A volte la vita è davvero infame: la notizia che uno dei più grandi poeti neri, deus ex-machina, padre putativo, insieme ai Last Poets di tutto il rap-hip-hop a venire sia morto in un ospedale a New York il 27 Maggio 2011 brucia più di una ferita aperta sulla quale sia stato gettato incautamente dell'acido muriatico. La stessa sostanza che Gil vomitava all'indirizzo dei potenti, qualsiasi sia il colore politico. Lui che ne aveva passate tante, dall'essere stato sbattuto in gattabuia per reati connessi all’uso di stupefacenti ed al loro spaccio,  per poi  essere  rilasciato sulla parola nel 2009 per poi tornare con un disco straordinario, "I'm New Here", l'anno dopo, di fatto l'ultimo lascito artistico del nostro.

Gil Scott Heron nasce nel 1949 a Chicago, da padre giamaicano, giocatore professionista di calcio per la squadra scozzese del Glasgow soprannominato “La Freccia Nera” e da madre americana, libraia di professione. I suoi genitori divorziano presto però e Gil vivrà da sua nonna in Tennessee, dove conoscerà e sperimenterà sulla sua pelle l’odio ed il pregiudizio razziale, perché l’unico bimbo nero in una scuola integrata. Si trasferirà poi a New York ed assorbirà tutti gli stimoli artistici che la grande mela offre: pubblicherà il suo primo romanzo, “The Vulture” nel 1968 (seguito poi nel 1974 da “The Nigger Factory”) una storia di spaccio e criminalità ambientata nel Bronx, che sarebbe potuta essere una scenografia perfetta per un film del filone Blaxplotation. Poi seguirà la carriera universitaria, purtroppo durata solo un anno, alla Lincoln University del Tennessee, ma che frutterà un incontro memorabile con il pianista Brian Jackson, nonché l’inizio di una carriera folgorante ed una serie di dischi da capogiro: l’esordio, “Small Talk at 125th and Lenox” del 1970, responsabile, insieme al disco coevo, omonimo, dei Last Poets, di tutto il rap politicizzato a venire, dai Public Enemy in giù, sciorina testi dalla vis polemica, acuminati, contro il potere e l’establishment politico, responsabile di un lavaggio del cervello collettivo ed un controllo sempre più subdolo sulle coscienze dopo che la guerra in Vietnam e la tragedia di Altamont avevano gettato un’ enorme pietra tombale sui sogni e le utopie dei Sixties: “The Revolution Will not be televised”, da una ritmica funky irresistibile e testo al vetriolo: La Rivoluzione non sarà trasmessa in Tv/la rivoluzione non sarà di nuovo con noi dopo i consigli per gli acquisti/la rivoluzione non ti metterà al posto di guida/non sarà trasmessa in Tv/non andrà in replica fratelli/la rivoluzione sarà.. dal vivo!

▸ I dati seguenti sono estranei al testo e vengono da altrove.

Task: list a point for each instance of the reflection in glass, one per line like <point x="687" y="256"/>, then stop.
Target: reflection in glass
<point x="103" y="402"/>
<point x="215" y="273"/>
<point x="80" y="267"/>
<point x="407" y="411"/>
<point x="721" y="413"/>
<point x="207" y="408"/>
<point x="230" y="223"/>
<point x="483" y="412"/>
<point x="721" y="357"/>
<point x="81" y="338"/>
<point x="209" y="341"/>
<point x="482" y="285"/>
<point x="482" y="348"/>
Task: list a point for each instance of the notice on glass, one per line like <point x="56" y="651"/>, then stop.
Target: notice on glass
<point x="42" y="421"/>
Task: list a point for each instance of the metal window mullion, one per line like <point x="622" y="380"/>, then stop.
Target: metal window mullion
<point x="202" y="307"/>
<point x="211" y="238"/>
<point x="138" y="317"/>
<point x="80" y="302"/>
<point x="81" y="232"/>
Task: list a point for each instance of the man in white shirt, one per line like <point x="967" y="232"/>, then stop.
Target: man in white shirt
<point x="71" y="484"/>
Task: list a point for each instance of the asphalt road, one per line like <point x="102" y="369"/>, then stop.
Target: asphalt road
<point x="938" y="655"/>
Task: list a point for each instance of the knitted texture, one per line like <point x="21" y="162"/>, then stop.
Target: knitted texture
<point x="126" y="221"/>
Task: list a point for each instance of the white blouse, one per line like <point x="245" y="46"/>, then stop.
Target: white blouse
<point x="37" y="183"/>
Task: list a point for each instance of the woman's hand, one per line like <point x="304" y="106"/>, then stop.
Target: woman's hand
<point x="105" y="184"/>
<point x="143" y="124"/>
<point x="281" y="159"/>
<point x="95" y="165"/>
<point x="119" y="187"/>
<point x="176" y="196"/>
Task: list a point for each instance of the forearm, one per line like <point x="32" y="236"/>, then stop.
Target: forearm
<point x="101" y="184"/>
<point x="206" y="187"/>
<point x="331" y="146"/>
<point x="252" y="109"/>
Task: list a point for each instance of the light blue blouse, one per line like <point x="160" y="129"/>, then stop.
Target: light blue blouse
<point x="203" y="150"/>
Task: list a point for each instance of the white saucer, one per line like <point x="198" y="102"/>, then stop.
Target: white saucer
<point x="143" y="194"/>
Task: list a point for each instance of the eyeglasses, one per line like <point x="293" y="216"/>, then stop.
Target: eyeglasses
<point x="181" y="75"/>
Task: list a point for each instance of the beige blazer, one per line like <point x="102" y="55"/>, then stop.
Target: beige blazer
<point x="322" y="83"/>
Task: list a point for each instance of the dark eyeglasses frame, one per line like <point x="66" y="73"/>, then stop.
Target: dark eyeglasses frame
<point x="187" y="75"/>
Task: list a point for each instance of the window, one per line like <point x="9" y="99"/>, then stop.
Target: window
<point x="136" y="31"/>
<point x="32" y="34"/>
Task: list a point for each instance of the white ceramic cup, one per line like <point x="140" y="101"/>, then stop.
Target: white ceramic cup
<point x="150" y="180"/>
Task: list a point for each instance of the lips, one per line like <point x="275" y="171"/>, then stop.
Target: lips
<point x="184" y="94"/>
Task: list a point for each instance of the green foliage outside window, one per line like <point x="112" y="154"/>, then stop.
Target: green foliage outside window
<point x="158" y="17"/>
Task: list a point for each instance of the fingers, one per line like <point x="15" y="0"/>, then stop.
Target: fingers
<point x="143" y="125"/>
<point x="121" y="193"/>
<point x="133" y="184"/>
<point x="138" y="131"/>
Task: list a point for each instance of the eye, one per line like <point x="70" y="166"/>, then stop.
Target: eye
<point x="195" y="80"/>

La stessa grandiosa canzone sarà ripresa nel successivo, incommensurabile capolavoro che è “Pieces of a Man”, incredibile crocevia di funk, blues, rap e jazz che inanella canzoni da capogiro: “Lady Day and John Coltrane”, una “Save the Children” degna del miglior Isaac Hayes, “I Think I’ll Call It Morning” che sembra uscita da un disco di Marvin Gaye o le irresistibili “Sign of the Ages” e “The Prisoner” che sembrano una riproposizione del miglior Coltrane. Se ciò non bastasse a incoronare Gil Scott Heron come il miglior cantante soul funk di tutti i tempi insieme a Stevie Wonder e pochi altri, ci pensano “Free Will” del 1972 e “Winter in America” del 1974 con il su citato Brian Jackson e con almeno tre canzoni irresistibili: “Peace Go With You Brother” intensissima ballata soul jazz e “The Bottle” dal groove irresistibile, che diverrà un classico da discoteca, con un testo che la dice chiara e forte sull’alcool ed i rischi che comporta, specie sui giovani, nonché il blues rap “H2Ogate Blues”, attacco al vetriolo all’indirizzo di Nixon e della sua idiozia e miopia.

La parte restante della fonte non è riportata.